Saint Valentine himself was oblivious to the fuss he would cause after his martyrdom. The legend goes that he was a third century Roman saint who performed weddings for soldiers against the Emperor’s orders, was imprisoned for it, then returned sight to his jailer’s blind daughter.
He then made the brave but fateful decision to preach to Emperor Claudius II, who did not take kindly to the conversion attempt. He condemned poor Valentine to death by beating, then beheading.
On the eve of his execution, Valentine wrote a letter to the jailer’s daughter, signed, “From your Valentine.”
Meanwhile, every February the pagan Romans had a charming ceremony known as Lupercalia, which was said to bless women with fertility over the coming year. Pagan priests sacrificed two male goats and a dog, then dressed themselves in the skin. They made whips out of the leftover flesh, then ran around the city flicking women with it to bestow fertility on them. Because nothing says ‘I love you’ like being whipped by a man dressed in a goat carcass.
The pagan tradition was usurped with a day dedicated to Saint Valentine in the 14th century, first mentioned by poet Geoffrey Chaucer in “The Parlement of Foules”. It only took a century for Saint Valentine’s Day to become an occasion for lovers to offer hand-written notes and confectionary to one another.
Since then, you could say we’ve got a little carried away with it. According to the U.S. Retail Advertising and Marketing Association, on average each American spends $116.21 on Valentine’s Day. Collectively, the nation spends $13.19 billion on Valentine’s Day each year, sending180 million cards and giving 196 million roses.
Women buy 85 per cent of cards, while men buy 73 per cent of flowers. Note the difference, because, apparently, 53 per cent of women say they would end their relationship if their significant other did not give them something on February 14. Goodness knows who those women are because most women I know would be single forever under those rules.
Valentine’s Day may be a big day for business, but it’s important that we make it much more than that.
In these days of children being shot in their classroom, and natural disasters wiping out thousands, of divorce rates and homelessness on the rise, we should take any chance we get to put more love out into the world.
This February 14, sure, give your beloved a card, buy a box of chocolates, take them out for dinner.

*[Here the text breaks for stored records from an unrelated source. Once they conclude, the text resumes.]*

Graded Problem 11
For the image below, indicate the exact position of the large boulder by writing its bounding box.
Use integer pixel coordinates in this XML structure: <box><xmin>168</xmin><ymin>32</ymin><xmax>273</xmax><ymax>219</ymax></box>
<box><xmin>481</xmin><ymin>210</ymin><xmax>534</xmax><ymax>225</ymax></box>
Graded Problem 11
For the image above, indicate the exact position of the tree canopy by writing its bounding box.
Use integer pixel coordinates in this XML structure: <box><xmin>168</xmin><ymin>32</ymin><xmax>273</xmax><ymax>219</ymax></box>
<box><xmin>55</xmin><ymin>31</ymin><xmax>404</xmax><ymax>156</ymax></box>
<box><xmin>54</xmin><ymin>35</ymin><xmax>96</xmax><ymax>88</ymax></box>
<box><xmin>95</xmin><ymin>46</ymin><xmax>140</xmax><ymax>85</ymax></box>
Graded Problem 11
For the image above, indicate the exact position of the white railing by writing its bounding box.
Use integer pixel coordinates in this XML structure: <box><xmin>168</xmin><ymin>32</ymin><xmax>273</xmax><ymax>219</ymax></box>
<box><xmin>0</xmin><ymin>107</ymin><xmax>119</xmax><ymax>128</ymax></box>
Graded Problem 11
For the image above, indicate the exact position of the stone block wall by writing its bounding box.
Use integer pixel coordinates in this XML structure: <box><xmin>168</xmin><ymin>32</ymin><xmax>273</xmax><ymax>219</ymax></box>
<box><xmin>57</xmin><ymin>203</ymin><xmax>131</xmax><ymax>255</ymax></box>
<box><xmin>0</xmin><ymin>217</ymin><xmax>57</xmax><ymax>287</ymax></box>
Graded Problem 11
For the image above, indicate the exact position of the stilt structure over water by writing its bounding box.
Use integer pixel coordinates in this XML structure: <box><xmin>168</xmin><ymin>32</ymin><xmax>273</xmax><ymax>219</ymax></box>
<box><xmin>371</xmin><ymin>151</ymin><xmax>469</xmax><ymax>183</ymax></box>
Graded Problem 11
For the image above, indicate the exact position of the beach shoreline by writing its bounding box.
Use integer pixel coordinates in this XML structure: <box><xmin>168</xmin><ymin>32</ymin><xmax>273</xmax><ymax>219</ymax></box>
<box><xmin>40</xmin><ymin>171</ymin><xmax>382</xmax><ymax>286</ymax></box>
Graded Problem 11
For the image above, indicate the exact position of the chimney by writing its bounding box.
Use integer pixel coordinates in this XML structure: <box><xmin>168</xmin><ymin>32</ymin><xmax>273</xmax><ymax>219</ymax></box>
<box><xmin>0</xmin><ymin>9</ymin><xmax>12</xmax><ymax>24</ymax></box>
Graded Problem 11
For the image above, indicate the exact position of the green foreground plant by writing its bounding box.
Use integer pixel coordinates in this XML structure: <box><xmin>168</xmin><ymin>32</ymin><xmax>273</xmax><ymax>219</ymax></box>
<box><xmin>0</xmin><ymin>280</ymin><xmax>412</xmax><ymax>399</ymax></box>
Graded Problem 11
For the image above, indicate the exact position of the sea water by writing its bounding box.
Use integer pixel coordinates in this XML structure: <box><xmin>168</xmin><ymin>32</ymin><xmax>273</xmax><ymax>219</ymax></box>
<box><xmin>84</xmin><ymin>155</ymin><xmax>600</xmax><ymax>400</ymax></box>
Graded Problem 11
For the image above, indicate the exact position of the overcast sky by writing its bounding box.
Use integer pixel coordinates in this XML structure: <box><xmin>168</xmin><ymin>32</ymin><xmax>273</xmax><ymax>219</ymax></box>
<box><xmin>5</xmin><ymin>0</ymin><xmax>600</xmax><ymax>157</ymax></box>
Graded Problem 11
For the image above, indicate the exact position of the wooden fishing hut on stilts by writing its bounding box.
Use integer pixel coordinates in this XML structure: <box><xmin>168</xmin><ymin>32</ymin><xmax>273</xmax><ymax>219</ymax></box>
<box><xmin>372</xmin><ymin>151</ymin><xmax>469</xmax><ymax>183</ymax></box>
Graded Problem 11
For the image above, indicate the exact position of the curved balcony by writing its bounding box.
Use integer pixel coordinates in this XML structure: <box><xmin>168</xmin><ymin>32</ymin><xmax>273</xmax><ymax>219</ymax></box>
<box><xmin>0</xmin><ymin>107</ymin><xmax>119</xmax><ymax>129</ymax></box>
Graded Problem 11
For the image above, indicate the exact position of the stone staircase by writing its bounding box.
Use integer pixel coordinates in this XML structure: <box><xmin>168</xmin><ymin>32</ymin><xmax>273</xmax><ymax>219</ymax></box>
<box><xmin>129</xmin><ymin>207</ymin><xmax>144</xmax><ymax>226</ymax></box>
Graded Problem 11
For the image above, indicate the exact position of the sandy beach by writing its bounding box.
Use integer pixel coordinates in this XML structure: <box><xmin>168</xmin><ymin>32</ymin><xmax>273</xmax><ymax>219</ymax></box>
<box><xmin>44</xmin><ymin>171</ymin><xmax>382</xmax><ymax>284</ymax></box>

But also, let’s take the chance to be extra kind to everyone we come into contact with. It doesn’t have to cost money — an act of kindness can take many forms.
Bake a batch of cookies for your neighbour. Write a thank-you note for your garbage collector. Take care of a parking fine for another driver and leave the receipt with an anonymous note.
And if someone does something kind for you, pass it on into the community. Find your own way to show love to your city this month.
The United Way of Cranbrook and Kimberley has agreed to document these random acts of kindness as they pop up around the community. Through the month of February, you can visit the office on Baker Street, by HSBC, to record a kindness you have performed or received on a heart-shaped post-it note, which will be added to a window display. If you can’t get to the office, post your kindness to the United Way Facebook page at www.facebook.com/ourunitedway.
It’s a tradition that Saint Valentine could really get behind.